鈴木隆『高橋是清と井上準之助ーーインフレかデフレか』

 インフレ積極財政論の高橋是清とデフレ緊縮財政論の井上準之助の物語。金解禁をめぐって対立した両者だが、インフレ・円安・上げ潮路線とデフレ・円高財政再建路線の対立というと、いまの政治・経済情勢と重なってくる。この経済路線の対立は最近に始まったものではないのだな。デフレ・財政緊縮路線は大蔵省・日銀の主流派のDNAに埋め込まれているように思える。やはり歴史を知ることは面白い。
 高橋が唱えたインフレ政策、井上が進めたデフレ政策、それぞれに理由があり、メリット・デメリット、効用と副作用がある。理論上は正してくても、財政緊縮路線も時期を誤れば、景気後退を不況に、不況を恐慌にしかねない恐ろしさがある。一方の積極財政論は出口が難しい。一度、膨らんだ予算はなかなか元に戻らない。この本でも、赤字国債の日銀引受という麻薬を軍部に覚えさせた結果、とめどなく国債が膨らみ、敗戦後の爆発的インフレという財政破綻に陥ったという話が出てくる。
 そして、今また、日本は巨額の国債を抱えながら、出口が見えない。
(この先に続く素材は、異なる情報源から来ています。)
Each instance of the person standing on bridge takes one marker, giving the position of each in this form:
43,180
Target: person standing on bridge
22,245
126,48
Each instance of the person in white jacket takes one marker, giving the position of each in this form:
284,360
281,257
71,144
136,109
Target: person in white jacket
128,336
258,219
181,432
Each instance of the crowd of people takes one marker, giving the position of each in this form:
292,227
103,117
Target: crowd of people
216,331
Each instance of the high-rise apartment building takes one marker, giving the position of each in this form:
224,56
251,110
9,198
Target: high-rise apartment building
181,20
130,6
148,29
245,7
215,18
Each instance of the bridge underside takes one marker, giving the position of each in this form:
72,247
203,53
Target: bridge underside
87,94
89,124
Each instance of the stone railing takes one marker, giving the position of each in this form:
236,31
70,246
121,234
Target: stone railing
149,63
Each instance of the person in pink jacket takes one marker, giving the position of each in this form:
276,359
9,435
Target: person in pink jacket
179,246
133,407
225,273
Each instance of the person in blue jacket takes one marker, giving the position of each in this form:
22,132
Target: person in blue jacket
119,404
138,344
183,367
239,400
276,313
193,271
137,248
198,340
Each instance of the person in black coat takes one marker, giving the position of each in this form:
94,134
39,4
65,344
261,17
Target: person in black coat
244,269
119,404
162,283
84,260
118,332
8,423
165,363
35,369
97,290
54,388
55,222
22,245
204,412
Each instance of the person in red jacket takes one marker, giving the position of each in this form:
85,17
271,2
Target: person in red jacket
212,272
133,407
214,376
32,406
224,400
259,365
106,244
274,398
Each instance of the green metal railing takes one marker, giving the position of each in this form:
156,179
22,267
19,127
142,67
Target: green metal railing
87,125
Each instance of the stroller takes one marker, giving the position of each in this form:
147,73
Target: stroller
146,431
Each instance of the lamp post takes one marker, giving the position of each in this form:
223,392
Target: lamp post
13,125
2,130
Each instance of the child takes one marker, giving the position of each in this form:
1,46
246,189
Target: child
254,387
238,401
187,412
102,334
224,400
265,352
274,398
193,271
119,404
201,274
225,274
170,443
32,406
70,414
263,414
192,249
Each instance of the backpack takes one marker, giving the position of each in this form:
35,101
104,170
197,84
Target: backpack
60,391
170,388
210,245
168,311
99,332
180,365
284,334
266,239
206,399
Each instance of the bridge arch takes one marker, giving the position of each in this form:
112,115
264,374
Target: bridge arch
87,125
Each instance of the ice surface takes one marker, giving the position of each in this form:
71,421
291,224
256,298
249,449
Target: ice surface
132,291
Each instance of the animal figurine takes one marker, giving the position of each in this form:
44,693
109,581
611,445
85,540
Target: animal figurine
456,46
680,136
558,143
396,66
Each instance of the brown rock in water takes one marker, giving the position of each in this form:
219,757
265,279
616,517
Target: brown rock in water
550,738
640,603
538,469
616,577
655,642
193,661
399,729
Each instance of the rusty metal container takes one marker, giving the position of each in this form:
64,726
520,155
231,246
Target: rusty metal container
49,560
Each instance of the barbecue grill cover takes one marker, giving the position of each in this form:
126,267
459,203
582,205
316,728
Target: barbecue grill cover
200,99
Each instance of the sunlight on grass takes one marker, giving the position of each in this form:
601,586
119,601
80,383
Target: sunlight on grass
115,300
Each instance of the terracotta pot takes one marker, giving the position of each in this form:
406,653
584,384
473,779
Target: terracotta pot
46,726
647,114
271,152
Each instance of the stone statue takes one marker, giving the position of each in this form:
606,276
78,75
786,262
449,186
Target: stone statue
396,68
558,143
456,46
軍は解体されたが、官僚コミニュティは残って、カネを飲み込み続けている(復興予算19兆円のうち2兆円が被災地以外で使われているというNHKのドキュメンタリーは衝撃的だったなあ)。歴史を読むことは、現代を考えさせることでもあるなあ。
 もう一つ、面白かったのは、経済政策と個人の関係。高橋の積極路線の背景には、愛されて育ち、何度も境地に陥りながら、脱してきた人生体験から生まれた楽観主義があるという。これに対して、愛されずに育った井上には、どこか暗い悲観主義の影がある。また、エリート教育は、上から目線をつくり、民意に疎くなる。基本的に人間の善意と可能性を信じるのか、それとも、人間は厳しく律しないと堕落すると考えるのか、人間観の対立が政策の対立につながってきている感じがする。
 そんなこんなで、歴史経済ノンフィクションというと、堅苦しい感じがするが、文章もこなれて、読みやすく、とても面白い本だった。そして、今の日本について考えさせられた。
 最後に目次を紹介すると...

第1章 幸せを持って生まれた赤子
第2章 日露の勝利を公債で買う
第3章 初めての大蔵大臣
第4章 急成長、総てはここから
第5章 恐慌を拡大した関東大震災
第6章 枢密院が起した金融恐慌
第7章 世界に出遅れた金解禁
第8章 金解禁内閣の発足
第9章 暴風に向って窓を開ける
第10章 理念は足元から崩れた
第11章 日銀引き受けという新手
第12章 明治は遠くなりにけり
第13章 ユダとなって怨念を晴らす

 「幸せを持った生まれた赤子」は高橋是清のこと。このときも震災があったのだなあ。